E não era só a mãe de Gousheng que pensava assim.
Os aldeões não ousavam se mover, aguardando as instruções de Zhang Youhe.
As ervas no chão pareciam deliciosas, e as folhas das árvores, abanadas pelo vento, estavam tão tenras que pareciam irresistíveis, fazendo todos engolirem saliva.
Alguns passos à frente, todos avistaram o templo celestial na boca de Gousheng.
O templo estava cravado alto na parede da rocha, parecendo fundir-se às plantas e árvores ao redor.
Brilhava com luz dourada, irradiando esplendor com luzes multicoloridas.
Era sagrado e majestoso!
Todos ficaram boquiabertos.
Oh, minha mãe! Oh, meu pai!
Eles haviam crescido; a partir de hoje, seriam pessoas que já viram o templo dos deuses.
Todos se colocaram em posição respeitosa, com expressões de reverência.
Zhang Youhe, com voz firme e cheia de energia, ordenou:
— Preparem-se, vamos prestar homenagem!
Os aldeões colocaram as mesas que trouxeram no terreno plano sob o santuário, e arrumaram as oferendas.

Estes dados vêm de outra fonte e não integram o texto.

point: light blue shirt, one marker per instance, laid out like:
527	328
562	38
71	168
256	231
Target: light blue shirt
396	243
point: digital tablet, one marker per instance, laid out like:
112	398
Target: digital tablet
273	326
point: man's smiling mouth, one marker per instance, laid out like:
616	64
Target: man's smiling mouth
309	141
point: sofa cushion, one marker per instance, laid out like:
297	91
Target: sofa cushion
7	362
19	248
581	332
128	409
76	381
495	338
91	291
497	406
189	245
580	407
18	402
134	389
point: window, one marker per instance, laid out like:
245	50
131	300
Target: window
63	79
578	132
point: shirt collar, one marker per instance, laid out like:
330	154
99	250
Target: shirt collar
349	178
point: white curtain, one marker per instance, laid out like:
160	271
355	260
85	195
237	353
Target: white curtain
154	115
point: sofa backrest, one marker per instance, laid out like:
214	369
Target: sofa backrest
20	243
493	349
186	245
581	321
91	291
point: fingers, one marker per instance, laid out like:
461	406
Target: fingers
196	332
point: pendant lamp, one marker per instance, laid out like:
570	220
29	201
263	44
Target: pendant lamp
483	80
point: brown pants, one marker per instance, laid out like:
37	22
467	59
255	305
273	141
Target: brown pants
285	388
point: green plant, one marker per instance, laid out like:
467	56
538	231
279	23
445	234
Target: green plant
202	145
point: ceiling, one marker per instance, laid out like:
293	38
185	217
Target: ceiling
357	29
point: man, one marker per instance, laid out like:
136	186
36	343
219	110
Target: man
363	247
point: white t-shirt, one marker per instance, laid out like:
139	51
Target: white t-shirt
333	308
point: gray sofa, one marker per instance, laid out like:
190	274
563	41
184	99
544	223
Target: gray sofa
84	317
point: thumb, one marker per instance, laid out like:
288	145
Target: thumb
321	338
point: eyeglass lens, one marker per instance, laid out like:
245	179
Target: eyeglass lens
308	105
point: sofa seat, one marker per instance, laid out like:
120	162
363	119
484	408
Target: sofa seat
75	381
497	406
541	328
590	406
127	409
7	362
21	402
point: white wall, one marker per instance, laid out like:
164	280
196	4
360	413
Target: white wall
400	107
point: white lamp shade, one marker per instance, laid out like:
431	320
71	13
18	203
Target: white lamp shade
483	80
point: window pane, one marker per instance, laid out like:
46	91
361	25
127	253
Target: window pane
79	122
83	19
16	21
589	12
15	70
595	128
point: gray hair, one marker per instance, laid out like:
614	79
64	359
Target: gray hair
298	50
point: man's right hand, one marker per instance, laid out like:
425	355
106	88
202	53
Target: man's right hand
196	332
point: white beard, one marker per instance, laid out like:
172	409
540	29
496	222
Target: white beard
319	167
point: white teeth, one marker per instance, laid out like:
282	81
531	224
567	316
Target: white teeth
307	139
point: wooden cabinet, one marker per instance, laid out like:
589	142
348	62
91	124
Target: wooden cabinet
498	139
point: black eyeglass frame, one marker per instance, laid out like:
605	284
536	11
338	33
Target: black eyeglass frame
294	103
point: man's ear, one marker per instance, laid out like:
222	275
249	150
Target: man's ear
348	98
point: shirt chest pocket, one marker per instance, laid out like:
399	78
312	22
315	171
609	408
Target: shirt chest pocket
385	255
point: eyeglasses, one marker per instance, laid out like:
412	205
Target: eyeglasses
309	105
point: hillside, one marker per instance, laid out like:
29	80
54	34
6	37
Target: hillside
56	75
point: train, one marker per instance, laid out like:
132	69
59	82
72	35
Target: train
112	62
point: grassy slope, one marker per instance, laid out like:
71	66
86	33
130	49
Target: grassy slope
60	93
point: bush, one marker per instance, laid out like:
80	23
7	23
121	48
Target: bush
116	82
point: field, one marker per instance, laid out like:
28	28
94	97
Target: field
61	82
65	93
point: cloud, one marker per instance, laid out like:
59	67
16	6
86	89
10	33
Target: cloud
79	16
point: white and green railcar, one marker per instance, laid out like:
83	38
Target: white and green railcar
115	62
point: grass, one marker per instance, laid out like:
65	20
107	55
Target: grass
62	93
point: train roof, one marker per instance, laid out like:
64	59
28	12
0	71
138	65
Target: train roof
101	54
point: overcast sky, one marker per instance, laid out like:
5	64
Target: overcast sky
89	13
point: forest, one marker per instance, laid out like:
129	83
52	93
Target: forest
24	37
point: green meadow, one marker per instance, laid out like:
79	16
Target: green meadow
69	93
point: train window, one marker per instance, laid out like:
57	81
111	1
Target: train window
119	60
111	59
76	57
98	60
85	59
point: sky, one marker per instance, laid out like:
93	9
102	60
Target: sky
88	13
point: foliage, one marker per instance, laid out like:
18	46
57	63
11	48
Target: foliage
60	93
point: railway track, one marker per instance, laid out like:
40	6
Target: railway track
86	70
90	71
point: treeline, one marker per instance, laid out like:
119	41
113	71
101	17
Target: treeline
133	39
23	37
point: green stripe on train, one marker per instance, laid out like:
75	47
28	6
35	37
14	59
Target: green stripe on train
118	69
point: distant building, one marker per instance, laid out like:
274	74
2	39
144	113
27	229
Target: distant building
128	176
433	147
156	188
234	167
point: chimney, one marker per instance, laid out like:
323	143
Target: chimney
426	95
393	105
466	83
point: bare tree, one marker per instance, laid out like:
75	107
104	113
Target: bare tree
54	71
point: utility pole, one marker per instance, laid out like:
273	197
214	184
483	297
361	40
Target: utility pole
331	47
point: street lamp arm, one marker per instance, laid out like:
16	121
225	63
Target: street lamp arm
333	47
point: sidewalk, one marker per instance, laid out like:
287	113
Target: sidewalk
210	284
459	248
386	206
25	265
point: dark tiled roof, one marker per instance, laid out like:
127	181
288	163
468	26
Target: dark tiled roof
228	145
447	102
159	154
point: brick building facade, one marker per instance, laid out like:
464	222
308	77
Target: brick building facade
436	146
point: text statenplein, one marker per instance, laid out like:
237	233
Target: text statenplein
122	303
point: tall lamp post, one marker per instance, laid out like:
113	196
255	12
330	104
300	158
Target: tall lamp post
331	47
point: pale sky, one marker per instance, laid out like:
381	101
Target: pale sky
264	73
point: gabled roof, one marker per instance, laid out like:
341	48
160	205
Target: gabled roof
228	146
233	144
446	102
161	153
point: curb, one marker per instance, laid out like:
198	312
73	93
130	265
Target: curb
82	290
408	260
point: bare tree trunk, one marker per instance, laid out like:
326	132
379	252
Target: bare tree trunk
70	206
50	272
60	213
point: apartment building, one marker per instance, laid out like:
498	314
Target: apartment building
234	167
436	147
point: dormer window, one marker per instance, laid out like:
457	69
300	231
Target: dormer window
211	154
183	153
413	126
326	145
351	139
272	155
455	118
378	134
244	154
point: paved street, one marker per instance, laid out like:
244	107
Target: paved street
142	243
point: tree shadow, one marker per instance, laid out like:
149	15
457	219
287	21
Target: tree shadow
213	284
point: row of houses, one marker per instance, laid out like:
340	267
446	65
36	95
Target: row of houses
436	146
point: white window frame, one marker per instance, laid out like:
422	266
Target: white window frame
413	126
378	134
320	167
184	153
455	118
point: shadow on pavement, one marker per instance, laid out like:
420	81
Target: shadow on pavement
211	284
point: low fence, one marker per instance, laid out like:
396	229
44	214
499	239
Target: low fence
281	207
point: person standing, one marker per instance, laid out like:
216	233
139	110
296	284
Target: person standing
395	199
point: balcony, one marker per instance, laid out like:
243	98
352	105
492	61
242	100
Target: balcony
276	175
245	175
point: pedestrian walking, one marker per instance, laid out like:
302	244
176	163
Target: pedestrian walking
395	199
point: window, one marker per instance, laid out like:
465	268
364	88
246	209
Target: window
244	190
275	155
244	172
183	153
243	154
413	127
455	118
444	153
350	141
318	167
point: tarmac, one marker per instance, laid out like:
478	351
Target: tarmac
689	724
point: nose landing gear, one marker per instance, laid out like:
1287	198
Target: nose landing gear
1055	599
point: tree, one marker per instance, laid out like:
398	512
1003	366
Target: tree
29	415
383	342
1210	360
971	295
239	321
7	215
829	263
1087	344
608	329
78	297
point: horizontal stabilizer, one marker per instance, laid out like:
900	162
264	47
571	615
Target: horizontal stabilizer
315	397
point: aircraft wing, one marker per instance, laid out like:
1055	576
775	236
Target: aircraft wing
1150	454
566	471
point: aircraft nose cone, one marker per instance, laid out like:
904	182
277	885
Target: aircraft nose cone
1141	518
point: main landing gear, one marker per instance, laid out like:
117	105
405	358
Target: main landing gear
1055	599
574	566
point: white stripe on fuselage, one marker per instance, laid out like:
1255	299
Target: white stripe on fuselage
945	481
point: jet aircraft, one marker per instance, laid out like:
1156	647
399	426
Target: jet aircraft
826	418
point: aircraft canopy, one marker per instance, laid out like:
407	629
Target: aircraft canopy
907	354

Ao ver o chefe ajoelhar-se, um a um, todos se ajoelharam.
Zhang Youhe foi o primeiro a fazer uma reverência e falou com respeito:
— Deusa Dourada, eu, Zhang Youhe, chefe do Vilarejo das Flores de Pêssego, aos pés da Montanha Qihuang, venho em nome de todos agradecer pela chuva abençoada que nos permitiu beber água. Hoje trazemos toda a vila para prestar nossa homenagem.
À sua vista, estavam os idosos, os fracos e os doentes.
Gu Yuexi viu entre os moradores velhas mulheres frágeis, mulheres de corpo débil e crianças pequenas, as maiores com oito ou nove anos, as menores ainda bebês nos braços.
Três anos de seca os deixaram com rostos magros e amarelados, expressões rígidas, corpos como madeira seca que pareciam desmanchar-se ao menor sopro de vento.
Talvez por haver finalmente alguma esperança de sobrevivência, ainda se podia ver um brilho tênue em seus olhos.